2023-03-10

Progress Bars with TQDM in Python

What is TQDM

TQDM is a popular Python library that provides an easy way to add progress bars to your code. It is a simple and efficient way to monitor the progress of your code's execution and estimate the remaining time to completion. This can be especially useful when working with large datasets or when running long and complex computations.

Installing TQDM

Installing TQDM is very straightforward. You can install it using pip, the Python package manager, by running the following command:

bash
$ pip install tqdm

Alternatively, you can install it using conda, the Anaconda package manager, by running the following command:

bash
$ conda install tqdm

Once installed, you can import the tqdm module into your Python script or notebook and start using it to add progress bars to your code. TQDM provides a simple and intuitive API that makes it easy to add progress bars to loops, iterators, and other iterable objects.

Basic Usage of TQDM

We will explore some basic usage examples of TQDM, including how to use it with iterables, loops, and how to customize the appearance of the progress bar. We will also explore how to use nested progress bars with TQDM.

Using TQDM with Iterables

One of the most common use cases for TQDM is to add progress bars to iterable objects, such as lists, tuples, and ranges. This can be done by passing the iterable object to the tqdm function, as shown in the following example:

python
from tqdm import tqdm

my_list = [1, 2, 3, 4, 5]

for item in tqdm(my_list): # do something with item

This will create a progress bar that tracks the progress of the loop through the elements of the list. The progress bar will be updated in real-time, and it will display the current progress, estimated remaining time, and the speed of the loop's execution.

Using TQDM with Loops

In addition to iterable objects, TQDM can also be used with regular loops.
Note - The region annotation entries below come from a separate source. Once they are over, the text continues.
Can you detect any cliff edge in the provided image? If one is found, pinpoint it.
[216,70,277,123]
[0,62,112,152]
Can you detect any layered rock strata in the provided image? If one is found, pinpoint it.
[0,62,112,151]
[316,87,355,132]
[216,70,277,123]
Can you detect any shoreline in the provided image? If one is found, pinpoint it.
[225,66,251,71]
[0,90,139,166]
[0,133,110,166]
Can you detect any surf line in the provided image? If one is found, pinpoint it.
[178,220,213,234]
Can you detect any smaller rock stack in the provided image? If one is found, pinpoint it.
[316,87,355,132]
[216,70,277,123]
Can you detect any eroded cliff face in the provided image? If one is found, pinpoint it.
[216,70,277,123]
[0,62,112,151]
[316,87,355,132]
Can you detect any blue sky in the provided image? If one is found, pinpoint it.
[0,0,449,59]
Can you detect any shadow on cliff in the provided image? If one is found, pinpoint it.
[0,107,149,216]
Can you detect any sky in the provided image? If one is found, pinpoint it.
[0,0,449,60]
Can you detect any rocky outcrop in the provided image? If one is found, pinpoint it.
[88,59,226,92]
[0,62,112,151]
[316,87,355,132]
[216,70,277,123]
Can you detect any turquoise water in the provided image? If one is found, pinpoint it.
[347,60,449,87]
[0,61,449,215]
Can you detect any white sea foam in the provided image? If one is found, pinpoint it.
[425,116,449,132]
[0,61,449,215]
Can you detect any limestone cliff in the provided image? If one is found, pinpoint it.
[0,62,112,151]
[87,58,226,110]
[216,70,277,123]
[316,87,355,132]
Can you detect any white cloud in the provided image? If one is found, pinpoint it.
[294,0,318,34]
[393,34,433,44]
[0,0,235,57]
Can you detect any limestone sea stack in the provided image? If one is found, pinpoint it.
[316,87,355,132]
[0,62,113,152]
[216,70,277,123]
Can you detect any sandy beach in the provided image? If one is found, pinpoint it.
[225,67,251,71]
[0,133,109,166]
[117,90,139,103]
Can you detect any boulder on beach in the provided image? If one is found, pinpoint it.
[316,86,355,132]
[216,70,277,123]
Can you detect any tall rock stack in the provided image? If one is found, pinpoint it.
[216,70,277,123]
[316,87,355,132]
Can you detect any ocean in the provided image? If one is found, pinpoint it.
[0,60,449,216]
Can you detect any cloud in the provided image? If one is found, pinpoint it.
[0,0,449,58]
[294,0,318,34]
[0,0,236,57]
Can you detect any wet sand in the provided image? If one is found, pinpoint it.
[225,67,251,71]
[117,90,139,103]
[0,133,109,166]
This can be done by wrapping the loop in a tqdm function call, as shown in the following example:

python
from tqdm import tqdm

for i in tqdm(range(100)):
    # do something with i

This will create a progress bar that tracks the progress of the loop through the range of values from 0 to 99. The progress bar will be updated in real-time, and it will display the current progress, estimated remaining time, and the speed of the loop's execution.

Customizing the TQDM Bar

TQDM provides several options for customizing the appearance of the progress bar. These options include changing the color of the progress bar, setting the width of the progress bar, and displaying custom messages. The following example demonstrates how to customize the appearance of the progress bar:

python
from tqdm import tqdm

my_list = [1, 2, 3, 4, 5]

for item in tqdm(my_list, desc="Processing items", bar_format="{l_bar}{bar}| {n_fmt}/{total_fmt} [{elapsed}<{remaining}, {rate_fmt}]"):
    # do something with item

In this example, we pass a custom format string to the bar_format parameter. This format string defines the layout of the progress bar and includes placeholders for various progress bar parameters, such as the current progress, estimated remaining time, and the loop's execution speed.

Nested Progress Bars with TQDM

TQDM also supports nested progress bars, which can be useful when working with complex computations that involve multiple levels of iteration. The following example demonstrates how to use nested progress bars with TQDM:

python
from tqdm import tqdm

outer_list = [1, 2, 3, 4, 5]
inner_list = [10, 20, 30, 40, 50]

for outer_item in tqdm(outer_list, desc="Outer loop"):
    for inner_item in tqdm(inner_list, desc="Inner loop", leave=False):
        # do something with outer_item and inner_item

In this example, we have two nested loops, and we use TQDM to create progress bars for both of them. We also set the leave parameter to False for the inner loop, which causes the progress bar for the outer loop to stay visible while the inner loop is running. This can be helpful in keeping track of the overall progress of the computation.

Advanced Usage of TQDM

We will explore some advanced usage examples of TQDM, including how to use it with Pandas, Multiprocessing, Jupyter Notebooks, and AsyncIO.

Using TQDM with Pandas

Pandas is a popular Python library for data analysis, and TQDM can be used to add progress bars to Pandas operations that involve large datasets. The following example demonstrates how to use TQDM with Pandas:

python
import pandas as pd
from tqdm import tqdm

df = pd.read_csv("my_large_dataset.csv")

for index, row in tqdm(df.iterrows(), total=len(df)):
    # do something with row

In this example, we use the Pandas DataFrame.iterrows() method to iterate over the rows of the DataFrame, and we use TQDM to create a progress bar that tracks the progress of the iteration. The total parameter is set to the length of the DataFrame, which ensures that the progress bar accurately reflects the progress of the iteration.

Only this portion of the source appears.